Bridge vs. Switch: What I Learned From a Data Center Tour
Many thanks to Victor Nagoryanskii for helping me with the materials for this article.
The difference between these two networking devices has been an unsolvable mystery to me for quite some time. For a while, I used to use the words “bridge” and “switch” interchangeably. But after getting more into networking, I started noticing that some people tend to see them as rather different devices… So, maybe I’ve been totally wrong? Maybe saying “bridge aka switch” is way too inaccurate?
Let’s try to figure it out!
Mục Lục
Switch == Bridge
There is a nice book called “Understanding Linux Network Internals”. It has a whole chapter on bridges. Among other things, it states that a bridge is the same as a switch.

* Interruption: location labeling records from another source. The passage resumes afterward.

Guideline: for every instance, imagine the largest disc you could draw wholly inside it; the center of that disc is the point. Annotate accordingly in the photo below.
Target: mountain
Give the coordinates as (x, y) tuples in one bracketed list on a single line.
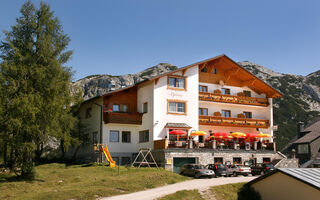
[(96, 85), (301, 100)]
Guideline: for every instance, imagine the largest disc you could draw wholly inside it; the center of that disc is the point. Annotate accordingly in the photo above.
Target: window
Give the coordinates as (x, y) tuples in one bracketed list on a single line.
[(237, 160), (116, 107), (124, 108), (205, 69), (116, 159), (226, 113), (247, 93), (266, 160), (126, 136), (95, 137), (303, 149), (214, 71), (88, 112), (225, 91), (203, 88), (218, 160), (145, 107), (176, 107), (144, 136), (114, 136), (175, 82), (203, 111), (125, 160), (248, 114)]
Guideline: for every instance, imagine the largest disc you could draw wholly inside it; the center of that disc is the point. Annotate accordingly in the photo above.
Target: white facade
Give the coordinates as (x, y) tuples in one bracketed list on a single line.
[(157, 94), (161, 96)]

Quote from the “Understanding Linux Network Internals” book
My take from this book was that:
- By saying “bridge” we refer to a logical function of a device.
- By saying “switch” we refer to the actual physical device performing that function.

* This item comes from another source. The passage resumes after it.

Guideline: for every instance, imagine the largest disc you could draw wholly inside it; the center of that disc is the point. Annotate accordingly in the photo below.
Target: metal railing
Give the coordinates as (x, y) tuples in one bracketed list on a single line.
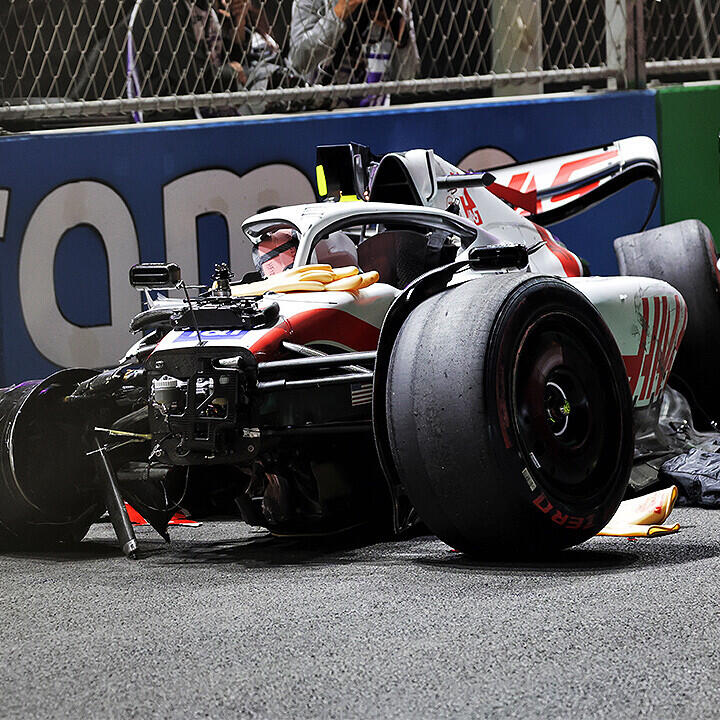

So, what is this function?
Bridges transparently combine network nodes into Layer 2 segments creating Layer 2 broadcast domains. Nodes of a single segment can exchange data link layer frames with each other using either unicast (MAC) or broadcast addresses.
Bridge network function.
Bridges can combine not just end-nodes, but also sub-segments. I.e., one can connect a bridge to a bridge, for instance, doubling the max segment size.
Bridges perform their function transparently. From the network participants’ standpoint, bridges don’t exist. Nodes just send frames to each other. The task of the bridge is to learn which node is reachable from which port and forward the frames accordingly.
Switch != Bridge
This finding reassured me for a moment, so I felt brave enough to use the “bridge aka switch” statement in my recent write-up on low-level networking fundamentals. I was very lucky the day I published it, so the article got quite some attention and feedback. And some of it was about my bridge-switch assumption. Apparently, not everyone was happy about it…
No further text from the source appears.